In its early days, SOMO’s main focus was on developing countries. However, from 1975 on, SOMO carried out research in support of workers in the Netherlands who were employed by multinational companies. SOMO provided publications and training for works councils and trade union executive groups of almost all the major multinationals which had their head offices in the Netherlands. Many SOMO employees acted as experts for works councils of Dutch companies during restructuring, mergers and reorganizations.

The rise of European Works Councils (EWCs) meant that – logically – SOMO had acquired a new, related, field of operation. Drawing up company profiles of multinational companies and providing support in setting up EWCs became a core field of SOMO in the 1980s and 1990s. Research into multinational companies and the business sectors dominated by them was also becoming an important field for research.

=== Change of focus ===
Since late 1990s, research work has focused primarily on the themes of Corporate Social Responsibility, labor relationships in developing countries and international trade and investment. Commissions are obtained via subsidies issued by the Dutch government and European government bodies. SOMO’s commissioning parties are trade unions, development organizations and other social organizations.

=== Establishing networks ===
The development of the internet is ensuring a wide availability of information, which has meant that the role of SOMO has changed since the 1990s.
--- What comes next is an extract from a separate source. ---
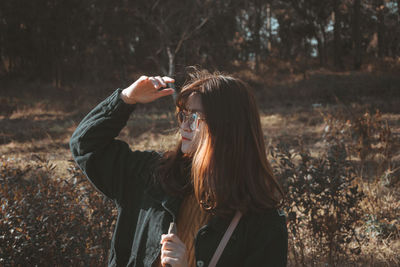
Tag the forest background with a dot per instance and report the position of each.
(327, 79)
The added value of SOMO is, on the one hand, carrying out (or commissioning) research into production and labor conditions in various production chains, and on the other on strengthening cooperation between organizations which want to influence businesses and policymakers. By combining research and network coordination, SOMO wants to promote the integration of knowledge and action. SOMO coordinates various networks (CSR Platform, OECD Watch, Coalition for Trade and Development, GoodElectronics). SOMO also represents various consortia (makeITfair and Towards Tax Justice) and is also involved in the European Coalition for Corporate Justice (ECCJ) and Tax Justice Network NL. As an extension of its research and network coordination, SOMO is also focusing more and more on increasing the capacity of southern NGOs (by organizing workshops, training courses and developing research methods) and coordinating lobbying and influencing policy.
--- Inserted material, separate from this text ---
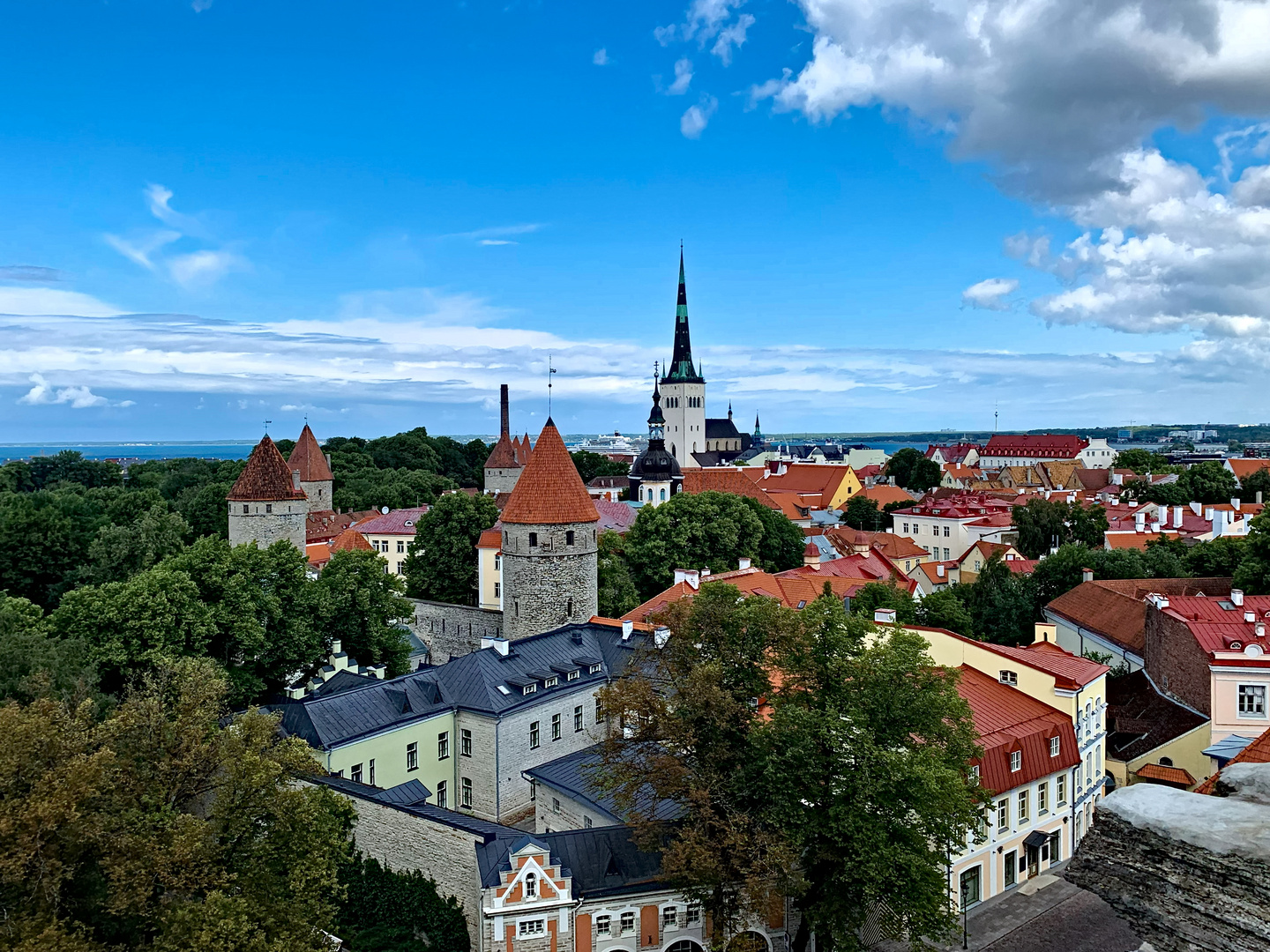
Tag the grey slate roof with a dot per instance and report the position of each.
(573, 776)
(470, 682)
In the period 2005-2010, the focus was on working conditions and the environment in production sectors, along with initiatives covering economic themes, such as ‘tax justice’ and reforming the financial markets.

=== From 2010 ===
The intended objectives of SOMO were reformulated in 2010:
- The influence of social organizations on multinationals is growing.
- The policy and practice of businesses serve sustainable and social development.
- Government regulation is targeted at a fair distribution of prosperity and sustainability.